Plugging in the values into the formula, we get:
-17.78 = 1.86 * m
Now we can solve for m:
m = -17.78 / 1.86
After doing the math, we find that m is approximately -9.57. Since molality cannot be negative, it seems like we've run into a bit of a problem. It looks like we need imaginary ethanol to make the solution freeze at -17.78 degrees Celsius. Maybe science should invent some imaginary ethanol so we can have imaginary cold drinks!
I hope this humorous explanation lightened up the mood a bit, even though we couldn't find a feasible solution. If you have any more questions or need a laugh, feel free to ask!
To solve this problem, we need to use the formula for freezing point depression:
ΔTf = Kf * molality
Where:
- ΔTf is the freezing point depression (in degrees Celsius)
- Kf is the molal freezing point depression constant for water (1.86 °C/m)

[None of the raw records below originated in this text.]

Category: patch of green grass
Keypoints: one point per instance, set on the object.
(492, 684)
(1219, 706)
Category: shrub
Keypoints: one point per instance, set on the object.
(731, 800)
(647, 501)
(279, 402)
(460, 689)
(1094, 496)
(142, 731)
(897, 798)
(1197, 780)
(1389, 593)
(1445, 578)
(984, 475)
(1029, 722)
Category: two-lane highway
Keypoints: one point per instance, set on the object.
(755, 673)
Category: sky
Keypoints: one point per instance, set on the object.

- molality is the moles of solute per kilogram of solvent (mol solute/kg solvent)
First, we need to convert the freezing point to degrees Celsius because the molal freezing point depression constant is given in °C.
0.00 degrees Fahrenheit = -17.78 degrees Celsius
Next, we need to calculate the molality of the solution. Molality is defined as the moles of solute per kilogram of solvent.
Given that the solute is ethanol (C2H5OH) and the solvent is water (H2O), we need to calculate the number of moles of ethanol and the total mass of the solvent (water).
The molar mass of ethanol (C2H5OH) is:
2(12.01 g/mol) + 6(1.01 g/mol) + 16.00 g/mol = 46.07 g/mol
To calculate the moles of ethanol, we divide the mass of ethanol by the molar mass:
moles of ethanol = mass of ethanol / molar mass of ethanol
Next, we determine the total mass of the solution (ethanol + water):
mass of solution = mass of ethanol + mass of water
Now, we can calculate the molality using the formula:
molality = moles of ethanol / mass of water (in kg)
Lastly, we can use the freezing point depression formula to find the mass of ethanol required to achieve a freezing point depression of -17.78 degrees Celsius (0.00 degrees Fahrenheit).
ΔTf = Kf * molality
-17.78 °C = 1.86 °C/m * molality
Now that we have the molality and the freezing point depression, we can determine the grams of ethanol required to achieve the desired freezing point depression.